Report the results (according to Evans 1996)

cor.test(BirthWeight$height, BirthWeight$weight, method = "kendall") |> 
report(rules = "evans")
Effect sizes were labelled following Evans's (1996) recommendations.

The Kendall's rank correlation tau between BirthWeight$height and
BirthWeight$weight is positive, statistically significant, and moderate (tau =
0.54, z = 18.36, p < .001)

  We can use the above information to write up a final report:

Final report

We observed a moderate, positive monotonic association between height and weight of one-month-old infants which is significant (Kendall \(\tau\) = 0.54, n = 550, p < 0.001).

 

28.7 Non-monotonic association (coefficient \(ξ\))

The correlation coefficient \(ξ\) ranges from 0 to 1 and is a measure of dependence between X and Y variables (Chatterjee 2021). It equals 1 when the Y is a function of X and it equals 0 when X and Y are independent. Thus, \(ξ\) gives a measure of the strength of the association and it can be used for non-monotonic associations. However, for monotonic associations, it does not indicate the direction of the association.

28.7.1 Hypothesis Testing

Null hypothesis and alternative hypothesis
  • \(H_0\): There is not association between the two numeric variables (they are independent)
  • \(H_1\): There is association between the two numeric variables (they are dependent)

28.7.2 Assumptions

Check if the following assumptions are satisfied
  1. The variables are observed on a random sample of individuals (each individual should have a pair of values).

28.7.3 Run the test

xicor(BirthWeight$height, BirthWeight$weight, pvalue = TRUE)
$xi
[1] 0.3163988

$sd
[1] 0.02697177

$pval
[1] 0

28.7.4 Present the results

Based on the \(ξ\) correlation coefficient, there is a significant association between height and weight (\(ξ\) = 0.31, sd = 0.027, p < 0.001).

 

NOTE

In our example, there is a linear association between the height and weight, so the most appropriate correlation measure is the Pearson’s coefficient.
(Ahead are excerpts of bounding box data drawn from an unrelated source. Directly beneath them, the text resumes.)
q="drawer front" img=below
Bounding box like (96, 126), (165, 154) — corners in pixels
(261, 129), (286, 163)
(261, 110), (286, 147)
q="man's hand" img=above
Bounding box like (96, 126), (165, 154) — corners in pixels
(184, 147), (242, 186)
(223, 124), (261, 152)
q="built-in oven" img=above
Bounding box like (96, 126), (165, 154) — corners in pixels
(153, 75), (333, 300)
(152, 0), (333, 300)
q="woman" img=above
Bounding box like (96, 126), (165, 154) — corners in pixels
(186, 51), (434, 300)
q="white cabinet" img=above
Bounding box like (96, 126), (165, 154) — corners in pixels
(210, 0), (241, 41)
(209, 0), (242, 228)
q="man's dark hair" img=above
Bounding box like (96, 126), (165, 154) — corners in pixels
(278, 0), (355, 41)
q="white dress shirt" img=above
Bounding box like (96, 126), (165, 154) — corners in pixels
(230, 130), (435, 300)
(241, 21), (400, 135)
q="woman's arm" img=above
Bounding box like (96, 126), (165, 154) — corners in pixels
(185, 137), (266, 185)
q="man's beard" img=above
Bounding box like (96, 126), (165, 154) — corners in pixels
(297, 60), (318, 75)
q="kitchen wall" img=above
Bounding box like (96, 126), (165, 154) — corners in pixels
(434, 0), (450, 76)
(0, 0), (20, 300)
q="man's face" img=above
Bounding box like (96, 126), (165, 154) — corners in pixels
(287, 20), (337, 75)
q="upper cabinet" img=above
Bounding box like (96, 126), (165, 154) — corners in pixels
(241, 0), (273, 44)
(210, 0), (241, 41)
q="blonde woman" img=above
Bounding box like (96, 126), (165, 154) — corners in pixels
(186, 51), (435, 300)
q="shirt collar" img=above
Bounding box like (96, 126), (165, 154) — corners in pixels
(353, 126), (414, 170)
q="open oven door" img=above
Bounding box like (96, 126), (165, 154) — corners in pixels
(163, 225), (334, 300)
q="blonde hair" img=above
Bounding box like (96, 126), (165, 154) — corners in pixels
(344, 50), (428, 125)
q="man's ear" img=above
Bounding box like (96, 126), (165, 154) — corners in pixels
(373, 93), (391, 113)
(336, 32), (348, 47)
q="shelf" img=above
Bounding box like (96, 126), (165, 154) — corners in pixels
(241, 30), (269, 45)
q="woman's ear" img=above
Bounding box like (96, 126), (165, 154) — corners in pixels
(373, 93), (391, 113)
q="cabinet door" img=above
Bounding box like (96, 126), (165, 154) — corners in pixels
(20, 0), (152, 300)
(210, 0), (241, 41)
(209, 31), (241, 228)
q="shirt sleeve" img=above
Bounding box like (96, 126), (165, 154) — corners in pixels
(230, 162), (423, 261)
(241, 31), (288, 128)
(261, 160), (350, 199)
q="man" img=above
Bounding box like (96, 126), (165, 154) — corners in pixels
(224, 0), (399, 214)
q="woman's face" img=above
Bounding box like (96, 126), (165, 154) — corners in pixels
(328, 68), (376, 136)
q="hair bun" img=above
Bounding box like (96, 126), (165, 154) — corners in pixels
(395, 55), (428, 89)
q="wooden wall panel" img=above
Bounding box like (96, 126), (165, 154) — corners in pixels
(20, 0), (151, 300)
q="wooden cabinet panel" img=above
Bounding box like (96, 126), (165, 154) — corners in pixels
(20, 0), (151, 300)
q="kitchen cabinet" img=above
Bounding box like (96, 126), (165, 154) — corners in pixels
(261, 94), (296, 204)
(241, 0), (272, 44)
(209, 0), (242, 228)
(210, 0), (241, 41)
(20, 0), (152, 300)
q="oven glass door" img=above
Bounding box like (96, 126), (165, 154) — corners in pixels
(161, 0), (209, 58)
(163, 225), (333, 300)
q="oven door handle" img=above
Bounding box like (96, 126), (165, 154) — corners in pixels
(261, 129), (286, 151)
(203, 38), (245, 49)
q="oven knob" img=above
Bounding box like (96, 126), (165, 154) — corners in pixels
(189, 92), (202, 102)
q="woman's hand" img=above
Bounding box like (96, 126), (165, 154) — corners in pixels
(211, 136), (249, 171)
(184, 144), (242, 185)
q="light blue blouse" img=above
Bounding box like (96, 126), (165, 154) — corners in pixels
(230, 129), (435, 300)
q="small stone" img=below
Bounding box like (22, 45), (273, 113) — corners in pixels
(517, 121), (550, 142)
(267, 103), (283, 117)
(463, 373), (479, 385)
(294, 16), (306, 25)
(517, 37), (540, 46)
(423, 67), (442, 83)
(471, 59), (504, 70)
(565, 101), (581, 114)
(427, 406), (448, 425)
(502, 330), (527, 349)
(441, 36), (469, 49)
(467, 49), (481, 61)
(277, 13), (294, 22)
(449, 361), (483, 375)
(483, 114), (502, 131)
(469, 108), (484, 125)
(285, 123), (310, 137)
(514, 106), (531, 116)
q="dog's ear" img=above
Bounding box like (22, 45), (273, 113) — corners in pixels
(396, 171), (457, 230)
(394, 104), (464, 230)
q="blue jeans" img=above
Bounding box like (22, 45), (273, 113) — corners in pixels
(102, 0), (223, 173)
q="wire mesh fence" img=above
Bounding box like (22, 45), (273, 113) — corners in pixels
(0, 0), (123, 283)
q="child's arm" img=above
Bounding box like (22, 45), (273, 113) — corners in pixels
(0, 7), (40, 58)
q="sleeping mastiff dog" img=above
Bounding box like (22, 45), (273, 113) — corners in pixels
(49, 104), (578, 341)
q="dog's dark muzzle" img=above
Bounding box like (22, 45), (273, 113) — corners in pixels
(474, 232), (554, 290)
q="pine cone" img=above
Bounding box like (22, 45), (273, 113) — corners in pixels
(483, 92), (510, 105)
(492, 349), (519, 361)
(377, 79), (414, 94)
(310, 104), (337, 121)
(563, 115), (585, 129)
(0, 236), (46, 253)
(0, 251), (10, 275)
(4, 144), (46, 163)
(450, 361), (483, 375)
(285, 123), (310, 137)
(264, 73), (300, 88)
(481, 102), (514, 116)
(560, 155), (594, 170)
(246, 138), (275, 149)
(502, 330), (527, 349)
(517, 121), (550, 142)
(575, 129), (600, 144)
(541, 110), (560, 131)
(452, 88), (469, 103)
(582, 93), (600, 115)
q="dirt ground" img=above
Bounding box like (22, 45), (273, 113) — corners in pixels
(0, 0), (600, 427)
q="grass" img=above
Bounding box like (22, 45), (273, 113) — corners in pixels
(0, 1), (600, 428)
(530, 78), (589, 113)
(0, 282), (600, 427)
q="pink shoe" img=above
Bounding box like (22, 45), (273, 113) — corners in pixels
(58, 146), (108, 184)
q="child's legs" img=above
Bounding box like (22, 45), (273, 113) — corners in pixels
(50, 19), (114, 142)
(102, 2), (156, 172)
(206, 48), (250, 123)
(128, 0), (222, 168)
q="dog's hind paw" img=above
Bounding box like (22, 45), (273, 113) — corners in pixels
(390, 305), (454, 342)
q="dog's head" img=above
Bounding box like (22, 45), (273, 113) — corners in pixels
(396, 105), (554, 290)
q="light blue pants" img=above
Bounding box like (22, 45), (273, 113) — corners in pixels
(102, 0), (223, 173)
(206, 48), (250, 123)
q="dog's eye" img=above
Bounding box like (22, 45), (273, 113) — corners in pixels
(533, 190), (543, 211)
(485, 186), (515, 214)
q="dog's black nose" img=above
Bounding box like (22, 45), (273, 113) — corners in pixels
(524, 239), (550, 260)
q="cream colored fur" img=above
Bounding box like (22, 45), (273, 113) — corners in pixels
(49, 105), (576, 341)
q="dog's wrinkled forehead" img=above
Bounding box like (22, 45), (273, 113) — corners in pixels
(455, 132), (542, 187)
Now, consider another example with a non-monotonic association between X and Y, as illustrated in Figure 28.8:

Figure 28.8: Non-monotonic association.

Let’s calculate in R the correlation coefficients for this data set:

cor(df3$x3, df3$y3)
[1] -0.04640522
cor(df3$x3, df3$y3, method = "spearman")
[1] -0.08800493
cor(df3$x3, df3$y3, method =  "kendall")
[1] -0.047343
xicor(df3$x3, df3$y3)
[1] 0.7021277

In this case, the correlation coefficient that is appropriate to be used is the \(ξ\) correlation coefficient.